The full extent to which humans are ruled by the gods only becomes clear when we learn that Aphrodite set up the contest, presumably knowing that she held the trump card. She did so in order to punish Tyndareus, husband of Leda, for dishonouring her. Pausanias relates that Tyndareus put fetters on Aphrodite’s statue in her temple, because he felt that her amorous powers should be confined to marriage. The outraged goddess decided to make all three of his daughters unfaithful to their husbands. The most famous daughter was Helen of Troy, although strictly speaking her father was probably Zeus, who seduced Leda in the form of a swan on a night when she also slept with her husband.
The marriage at which the fateful apple is produced is unusual, being between a mortal man and a goddess. The failure to invite Eris, Strife (echoed in the fairytale of Sleeping Beauty), represents a dishonouring comparable with Tyndareus’ treatment of Aphrodite. The implication is that even destructive deities are essential to the psyche and to society, and will make their presence felt if denied.
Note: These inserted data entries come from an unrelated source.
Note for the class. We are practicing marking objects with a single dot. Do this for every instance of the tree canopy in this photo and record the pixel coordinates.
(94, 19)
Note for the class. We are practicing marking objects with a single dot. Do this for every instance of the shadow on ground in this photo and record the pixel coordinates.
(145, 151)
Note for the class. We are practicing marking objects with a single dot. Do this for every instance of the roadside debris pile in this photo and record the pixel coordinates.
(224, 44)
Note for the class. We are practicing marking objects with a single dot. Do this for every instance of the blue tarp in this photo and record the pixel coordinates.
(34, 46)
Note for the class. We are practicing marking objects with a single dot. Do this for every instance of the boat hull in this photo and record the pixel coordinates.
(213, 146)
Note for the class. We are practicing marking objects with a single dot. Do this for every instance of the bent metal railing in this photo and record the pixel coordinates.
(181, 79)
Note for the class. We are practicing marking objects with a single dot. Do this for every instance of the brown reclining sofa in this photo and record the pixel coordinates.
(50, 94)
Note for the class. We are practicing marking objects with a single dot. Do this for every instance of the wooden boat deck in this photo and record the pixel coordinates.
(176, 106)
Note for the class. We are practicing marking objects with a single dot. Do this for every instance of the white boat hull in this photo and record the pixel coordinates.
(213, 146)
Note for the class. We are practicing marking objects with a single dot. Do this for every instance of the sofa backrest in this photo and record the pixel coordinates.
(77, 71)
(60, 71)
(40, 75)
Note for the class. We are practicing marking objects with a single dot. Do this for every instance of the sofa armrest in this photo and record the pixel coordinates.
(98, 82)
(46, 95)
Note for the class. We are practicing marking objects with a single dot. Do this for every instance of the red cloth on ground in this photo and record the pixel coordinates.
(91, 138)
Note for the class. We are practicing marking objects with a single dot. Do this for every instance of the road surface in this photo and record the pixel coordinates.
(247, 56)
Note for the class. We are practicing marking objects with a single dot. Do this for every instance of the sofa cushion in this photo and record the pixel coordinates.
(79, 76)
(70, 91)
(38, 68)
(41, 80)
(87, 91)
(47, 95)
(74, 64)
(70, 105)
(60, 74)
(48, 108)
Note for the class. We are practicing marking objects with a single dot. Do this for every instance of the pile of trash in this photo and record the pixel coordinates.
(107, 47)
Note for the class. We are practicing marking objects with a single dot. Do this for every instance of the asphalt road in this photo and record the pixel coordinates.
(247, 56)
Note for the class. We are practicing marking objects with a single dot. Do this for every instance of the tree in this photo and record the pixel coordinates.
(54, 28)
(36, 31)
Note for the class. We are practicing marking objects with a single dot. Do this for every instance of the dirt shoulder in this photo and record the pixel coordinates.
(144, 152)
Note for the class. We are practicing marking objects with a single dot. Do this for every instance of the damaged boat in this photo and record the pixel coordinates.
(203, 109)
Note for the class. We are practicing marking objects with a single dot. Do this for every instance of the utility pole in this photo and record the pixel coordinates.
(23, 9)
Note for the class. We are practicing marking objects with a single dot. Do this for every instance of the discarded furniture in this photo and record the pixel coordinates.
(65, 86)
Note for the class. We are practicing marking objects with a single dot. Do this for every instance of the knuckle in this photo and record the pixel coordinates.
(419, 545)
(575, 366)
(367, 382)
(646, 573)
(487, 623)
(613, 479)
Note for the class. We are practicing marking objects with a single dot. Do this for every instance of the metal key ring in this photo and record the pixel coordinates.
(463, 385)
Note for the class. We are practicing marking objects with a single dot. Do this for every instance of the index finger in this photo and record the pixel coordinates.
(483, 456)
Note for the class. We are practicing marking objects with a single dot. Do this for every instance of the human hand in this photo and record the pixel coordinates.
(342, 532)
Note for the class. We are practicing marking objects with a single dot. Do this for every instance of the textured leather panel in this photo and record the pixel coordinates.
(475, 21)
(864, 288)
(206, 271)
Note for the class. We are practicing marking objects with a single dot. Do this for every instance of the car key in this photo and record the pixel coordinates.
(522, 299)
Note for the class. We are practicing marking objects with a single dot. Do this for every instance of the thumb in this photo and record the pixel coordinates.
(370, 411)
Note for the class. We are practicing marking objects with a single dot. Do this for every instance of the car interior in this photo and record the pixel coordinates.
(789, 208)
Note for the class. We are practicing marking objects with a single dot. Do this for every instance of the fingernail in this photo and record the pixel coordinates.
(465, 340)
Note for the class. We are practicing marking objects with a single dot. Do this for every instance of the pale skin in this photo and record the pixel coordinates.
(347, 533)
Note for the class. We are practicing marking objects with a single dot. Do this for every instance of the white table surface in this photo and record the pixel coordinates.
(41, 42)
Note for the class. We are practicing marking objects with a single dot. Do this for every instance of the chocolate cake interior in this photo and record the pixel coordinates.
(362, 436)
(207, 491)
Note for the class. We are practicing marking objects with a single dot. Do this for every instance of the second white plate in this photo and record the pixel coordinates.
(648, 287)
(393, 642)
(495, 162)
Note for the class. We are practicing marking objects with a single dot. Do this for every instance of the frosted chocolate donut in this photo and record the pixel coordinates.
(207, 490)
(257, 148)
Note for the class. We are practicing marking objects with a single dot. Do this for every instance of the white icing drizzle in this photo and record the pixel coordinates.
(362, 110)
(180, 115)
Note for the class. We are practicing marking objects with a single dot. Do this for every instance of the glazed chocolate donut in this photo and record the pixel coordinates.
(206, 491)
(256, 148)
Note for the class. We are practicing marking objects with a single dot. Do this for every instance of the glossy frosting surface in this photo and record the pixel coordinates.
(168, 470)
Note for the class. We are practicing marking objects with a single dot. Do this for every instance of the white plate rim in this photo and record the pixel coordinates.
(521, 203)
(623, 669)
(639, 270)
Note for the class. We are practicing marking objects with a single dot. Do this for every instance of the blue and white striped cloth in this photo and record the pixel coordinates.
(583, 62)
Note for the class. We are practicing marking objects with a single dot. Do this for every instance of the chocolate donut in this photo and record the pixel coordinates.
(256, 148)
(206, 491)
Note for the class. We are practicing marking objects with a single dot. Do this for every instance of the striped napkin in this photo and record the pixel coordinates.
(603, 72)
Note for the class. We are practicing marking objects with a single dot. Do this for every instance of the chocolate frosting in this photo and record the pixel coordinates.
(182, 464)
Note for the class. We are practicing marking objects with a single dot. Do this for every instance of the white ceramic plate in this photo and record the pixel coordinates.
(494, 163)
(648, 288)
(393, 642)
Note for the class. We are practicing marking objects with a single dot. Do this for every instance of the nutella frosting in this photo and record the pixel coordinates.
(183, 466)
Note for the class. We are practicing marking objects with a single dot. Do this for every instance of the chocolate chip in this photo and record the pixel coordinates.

Similarly, strife is a necessary part of marriage. Eris is associated with Ares, god of war, who in turn is amorously connected to Aphrodite.
The beauty contestThe contest which Eris initiates sets the three goddesses against each other. In myth, goddesses frequently appear in threes, representing aspects of a single deity. Thus, although Hera, Athene and Aphrodite represent quite different forces, the competition may reflect a time when they were less divided. Paris has a difficult choice. Hera, wife of Zeus, is the goddess of marriage and the home, and as such is always smarting from her husband’s sexual adventures. Athene is a virgin goddess of war and wisdom. Aphrodite is the goddess of sexual love, also associated with physical beauty in all its forms. Yet her affairs with the war god Ares, and her engineering of the Trojan War (as well as lesser conflicts), suggest the close relationship between sexual love and conflict.
The apple thrown by Eris is perhaps related to Eve’s apple, representing a Fall from unity to disunity. The contest itself resembles other mythical contests, especially that between three Celtic heroes, including Cuchulainn, over which of them is the greatest hero. Here the role played by Eris in the Greek myth is paralleled by the mischief-maker Bricriu.In another version of the story, Aphrodite cheats by revealing herself naked except for her magic girdle. Even in the version given here, it seems that the contest is unequal: Paris is overpowered and, contrary to the story’s usual title, is unable to exercise his judgement. We could see this as a metaphor for ‘falling in love’.
In an even more intriguing version, found in Euripedes and Apollodorus, Hera, angry with Paris for choosing Aphrodite, creates a phantom Helen, whom he weds, while the real Helen is spirited away to Egypt by Hermes on the orders of Zeus. This implies that Paris does not relate to the real woman, but to a phantasm of his own imagination. In Jungian terms she is the projection of his own anima.